D'autres partis sont apparus sur la scène et maintenant il y a un mouvement vers l'unité parmi les forces de gauche plus petites. Zyuganov dit en effet que "Vous devez vous joindre à moi, mais sur mes termes, autrement vous ne pouvez pas aller n'importe où puisque mon parti est l plus grand!"
Ces autres partis n'ont pas enlevé le slogan de leur programme " Ouvriers du Monde unissez vous" comme le CPRF.
CONCLUSION: À ce temps présent la question est non seulement la construction de la force des partis et leur influence, il y a un besoin d'unité autour de laquelle les partis s'uniront, comme "le Comité des '68" qui a été formé en Irlande du Nord parmi les syndicats.
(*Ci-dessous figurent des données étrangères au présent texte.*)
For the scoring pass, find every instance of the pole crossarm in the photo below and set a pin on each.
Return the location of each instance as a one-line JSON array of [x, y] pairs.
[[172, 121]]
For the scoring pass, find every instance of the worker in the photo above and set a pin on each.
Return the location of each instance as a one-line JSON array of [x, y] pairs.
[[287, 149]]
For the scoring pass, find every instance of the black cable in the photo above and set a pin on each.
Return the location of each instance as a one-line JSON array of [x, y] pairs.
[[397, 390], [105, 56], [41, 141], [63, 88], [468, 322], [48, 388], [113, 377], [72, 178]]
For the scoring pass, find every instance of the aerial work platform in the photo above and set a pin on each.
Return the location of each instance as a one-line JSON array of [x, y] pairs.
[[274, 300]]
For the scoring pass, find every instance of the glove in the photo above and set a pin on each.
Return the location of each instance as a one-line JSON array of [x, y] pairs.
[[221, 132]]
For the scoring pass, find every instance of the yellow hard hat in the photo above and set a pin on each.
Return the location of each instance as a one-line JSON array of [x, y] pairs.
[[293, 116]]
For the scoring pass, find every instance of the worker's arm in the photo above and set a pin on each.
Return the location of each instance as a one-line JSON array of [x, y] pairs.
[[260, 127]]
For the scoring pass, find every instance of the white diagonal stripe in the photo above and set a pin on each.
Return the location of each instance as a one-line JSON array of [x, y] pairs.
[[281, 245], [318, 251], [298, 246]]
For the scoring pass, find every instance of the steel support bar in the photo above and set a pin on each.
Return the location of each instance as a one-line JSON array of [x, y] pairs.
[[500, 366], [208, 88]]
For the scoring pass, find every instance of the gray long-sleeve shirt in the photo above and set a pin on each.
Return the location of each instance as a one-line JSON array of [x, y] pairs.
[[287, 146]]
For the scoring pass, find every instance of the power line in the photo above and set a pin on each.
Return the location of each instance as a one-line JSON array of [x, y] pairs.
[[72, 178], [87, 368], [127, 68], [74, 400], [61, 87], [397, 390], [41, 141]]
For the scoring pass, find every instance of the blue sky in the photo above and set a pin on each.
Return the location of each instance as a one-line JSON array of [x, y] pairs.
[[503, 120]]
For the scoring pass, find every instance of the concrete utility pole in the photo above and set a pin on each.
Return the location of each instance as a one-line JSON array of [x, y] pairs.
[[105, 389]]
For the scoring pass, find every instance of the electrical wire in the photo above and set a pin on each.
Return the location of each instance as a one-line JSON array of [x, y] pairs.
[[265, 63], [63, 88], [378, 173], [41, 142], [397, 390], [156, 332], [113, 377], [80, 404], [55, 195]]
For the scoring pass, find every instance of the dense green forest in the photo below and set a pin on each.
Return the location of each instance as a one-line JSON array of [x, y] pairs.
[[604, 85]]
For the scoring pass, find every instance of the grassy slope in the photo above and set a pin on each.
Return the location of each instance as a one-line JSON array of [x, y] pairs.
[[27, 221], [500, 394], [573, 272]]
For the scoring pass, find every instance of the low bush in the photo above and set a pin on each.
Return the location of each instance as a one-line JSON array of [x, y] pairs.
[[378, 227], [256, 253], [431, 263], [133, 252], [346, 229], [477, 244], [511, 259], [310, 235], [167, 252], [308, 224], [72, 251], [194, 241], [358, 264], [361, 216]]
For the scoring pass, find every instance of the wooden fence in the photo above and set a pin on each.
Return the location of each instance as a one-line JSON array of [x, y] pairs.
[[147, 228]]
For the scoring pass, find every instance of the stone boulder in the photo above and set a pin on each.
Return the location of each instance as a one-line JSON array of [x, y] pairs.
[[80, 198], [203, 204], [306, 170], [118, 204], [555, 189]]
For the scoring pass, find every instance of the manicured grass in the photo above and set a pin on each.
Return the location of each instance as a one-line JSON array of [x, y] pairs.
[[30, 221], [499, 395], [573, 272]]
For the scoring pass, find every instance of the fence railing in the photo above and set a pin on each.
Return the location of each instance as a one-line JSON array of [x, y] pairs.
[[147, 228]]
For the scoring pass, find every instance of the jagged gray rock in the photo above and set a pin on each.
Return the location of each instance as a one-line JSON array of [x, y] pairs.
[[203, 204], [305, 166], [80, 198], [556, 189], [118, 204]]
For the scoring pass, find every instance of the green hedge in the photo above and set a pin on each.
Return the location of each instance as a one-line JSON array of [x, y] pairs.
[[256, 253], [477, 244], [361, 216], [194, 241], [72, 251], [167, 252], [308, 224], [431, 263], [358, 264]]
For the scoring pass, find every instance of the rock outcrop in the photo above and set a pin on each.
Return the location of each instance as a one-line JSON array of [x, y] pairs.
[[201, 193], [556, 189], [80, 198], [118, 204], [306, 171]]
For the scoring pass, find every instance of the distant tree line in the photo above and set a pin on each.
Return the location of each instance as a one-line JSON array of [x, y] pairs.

Les gens devront comprendre que vous ne pouvez pas gagner seulement sur les demandes économiques, parce que sans demandes politiques, la question de l'état pour les gens, il n'y a aucun autre moyen.. Pour tout cela il y a un besoin pour le temps, travaillant parmi les gens, pour l'unité et aussi le consensus du but. Mettre cela de côté, et prolonger cette inactivité plus longtemps que c'est absolument nécessaire, c'est très dangereux, parce que la Russie pourrait de nouveau devenir une force réactionnaire en Europe, comme pendant le temps des Tsars.
La question de la lutte contre la globalisation, la guerre, le Nouveau Monde, l'impérialisme AMÉRICAIN cela est à l'ordre du jour. Les camarades ne doivent pas oublier la Russie, parce qu'elle jouera de nouveau un rôle important et principal dans le monde.